Tuesday, October 28, 2008

English Bishop urges Vatican not to fear biblical criticism

The Bishop of Durham has urged the Roman Catholic Church not to fear Biblical criticism, telling the Synod of Bishops that historical critical scholarship was a tool that, properly used, was a servant to the church’s ministry of evangelization.

Gathered by Pope Benedict XVI under the theme of “The Word of God in the Life and Mission of the Church,” 253 bishops along with ecumenical guests and Vatican staffers are meeting at the Vatican to explore the church’s place in the modern world.

In his Oct 5 opening homily Benedict called for a re-evangelisation of Europe. “Nations that at one time were rich with vocations are now losing their identity, under the deleterious and destructive influence of a certain modern culture,” he said.

There were those, he said, who have “decided that God is dead” and have declared themselves to be god, “taking themselves to be the singular artificers of their destiny, the absolute lord of the world.”

Yet by becoming the “sole measure of himself” and the source of his own salvation, is man “truly more happy? Does he truly become free?” the Pope asked.

The church’s duty was to proclaim “that evil and death do not have the last word, but Christ is the victor in the end. Always!”

To carry out this task, the church’s “primary and fundamental” mission was to proclaim the Gospel.
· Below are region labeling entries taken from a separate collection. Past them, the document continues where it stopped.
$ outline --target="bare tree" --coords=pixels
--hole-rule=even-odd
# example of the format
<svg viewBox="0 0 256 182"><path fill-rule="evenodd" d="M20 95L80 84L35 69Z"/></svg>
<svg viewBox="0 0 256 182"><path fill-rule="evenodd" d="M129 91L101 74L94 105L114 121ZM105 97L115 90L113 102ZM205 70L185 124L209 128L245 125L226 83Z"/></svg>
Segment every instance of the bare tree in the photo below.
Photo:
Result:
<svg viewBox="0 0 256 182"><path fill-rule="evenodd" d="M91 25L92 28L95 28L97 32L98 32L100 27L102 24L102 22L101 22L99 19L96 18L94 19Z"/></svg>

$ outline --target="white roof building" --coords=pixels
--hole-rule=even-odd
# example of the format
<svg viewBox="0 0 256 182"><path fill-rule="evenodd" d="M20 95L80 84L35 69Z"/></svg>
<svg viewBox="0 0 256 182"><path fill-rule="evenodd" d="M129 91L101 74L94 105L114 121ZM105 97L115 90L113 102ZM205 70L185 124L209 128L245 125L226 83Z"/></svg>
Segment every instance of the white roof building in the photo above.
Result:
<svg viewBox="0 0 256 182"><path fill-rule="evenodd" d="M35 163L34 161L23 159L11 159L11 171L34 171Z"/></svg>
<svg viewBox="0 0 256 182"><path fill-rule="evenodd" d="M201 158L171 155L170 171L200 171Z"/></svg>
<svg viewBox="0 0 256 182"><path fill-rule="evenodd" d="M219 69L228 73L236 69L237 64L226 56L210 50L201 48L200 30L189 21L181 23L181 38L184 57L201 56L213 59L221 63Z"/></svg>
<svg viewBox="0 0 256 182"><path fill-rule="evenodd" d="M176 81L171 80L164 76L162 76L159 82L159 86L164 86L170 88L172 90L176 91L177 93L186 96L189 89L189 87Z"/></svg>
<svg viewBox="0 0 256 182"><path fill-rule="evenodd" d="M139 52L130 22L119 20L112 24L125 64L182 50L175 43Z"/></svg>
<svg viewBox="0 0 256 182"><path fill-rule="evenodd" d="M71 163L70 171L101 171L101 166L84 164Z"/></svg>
Citing Jerome, Benedict said: “Whoever does not know the Scriptures does not know the power of God nor his wisdom. Ignoring the Scriptures means ignoring Christ.”

According to reports released by the synod, the bishops offered a mixed view of the role of historical-critical scholarship in informing church teaching. Archbishop Terrence Prendergast of Ottawa suggested that a “loss of confidence among Catholics that scripture truly communicates God’s revelation” may be related to “the influence of modern Biblical scholarship on preaching.”

However, on Oct 14 Benedict urged the bishops to work upon ways of integrating Biblical scholarship with theology.

The Vatican Information Service (VIS) reported that "starting from the consideration of the work for his book Jesus of Nazareth, the Holy Father dwelt upon the fundamental criteria of Biblical exegesis, upon the dangers of a secularized and positivistic approach to the Sacred Scriptures and upon the need for a closer relationship between exegesis and theology."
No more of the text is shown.